Authors: John Irving
“I’m sorry, baby cakes—this may hurt, but it would be criminal to let you grow up with ears like these poor guys. You’re gonna be too good-looking to ruin your prospects for the future with dog-turd ears.”
Jack could tell that Chenko and Pavel and Boris were offended. Their cauliflower ears were badges of honor, not dog turds! But Emma Oastler had made Jack’s future her business, and she was not to be denied.
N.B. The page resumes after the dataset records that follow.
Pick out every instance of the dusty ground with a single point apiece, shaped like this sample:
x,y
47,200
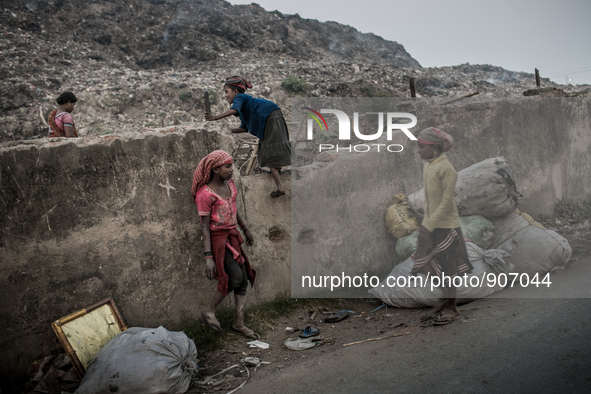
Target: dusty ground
x,y
360,326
A so-called cauliflower ear is caused by fluid; when the ear gets rubbed on the mat, or against your opponent’s face, it bleeds and swells. When the fluid hardens, you have a lump where you used to have an indentation. The trick is not to let the fluid harden. You drain it with a needle and a syringe. Then you take some gauze, dipped in wet plaster, and press it into the contours of the ear. When the plaster hardens, your ear can’t swell—it can’t keep filling with fluid. The original shape of the ear is retained.
“It’s a little uncomfortable,” Chenko forewarned Jack.
“It’s better than a sore penis, honey pie.” (Even the Minskies agreed with Emma about that.) So Jack went home with a gauze plaster on one ear and a mat burn oozing on the opposite cheek.
“Look at your Jackie, Alice,” Leslie Oastler said, when they were eating takeout that night. “Those thugs at the Bathurst Street gym are going to
kill
him.”
“It’s better than a sore penis,” Jack said.
“Not to mention the
language
those Russians are teaching him,” Mrs. Oastler said.
“Jack, I’ll ask you to watch your language,” his mother said.
The next night, Emma had a cauliflower ear. Jack and Emma were pretty proud of their matching gauze plasters. He’d caught her in a cross-face cradle, and while he was grinding his right temple against her left ear, she kicked out of the cradle and pinned him with a reverse half nelson.
“You can’t cradle someone who’s built like her, not if you’re built like
you,
” Chenko told Jack.
True enough, but Jack knew that it was good for him to have a workout partner as tough as Emma Oastler. The wrestling turned out to be good for Emma, too. She lost eight pounds in a week. Jack knew that Boris and Pavel had impressed her—if not their ears, at least their diet. The Minskies were disciplined—not only their workouts, but what they ate. “You could have saved your money by sending me to the Bathurst Street gym instead of the fucking fat farm,” Emma told her mom.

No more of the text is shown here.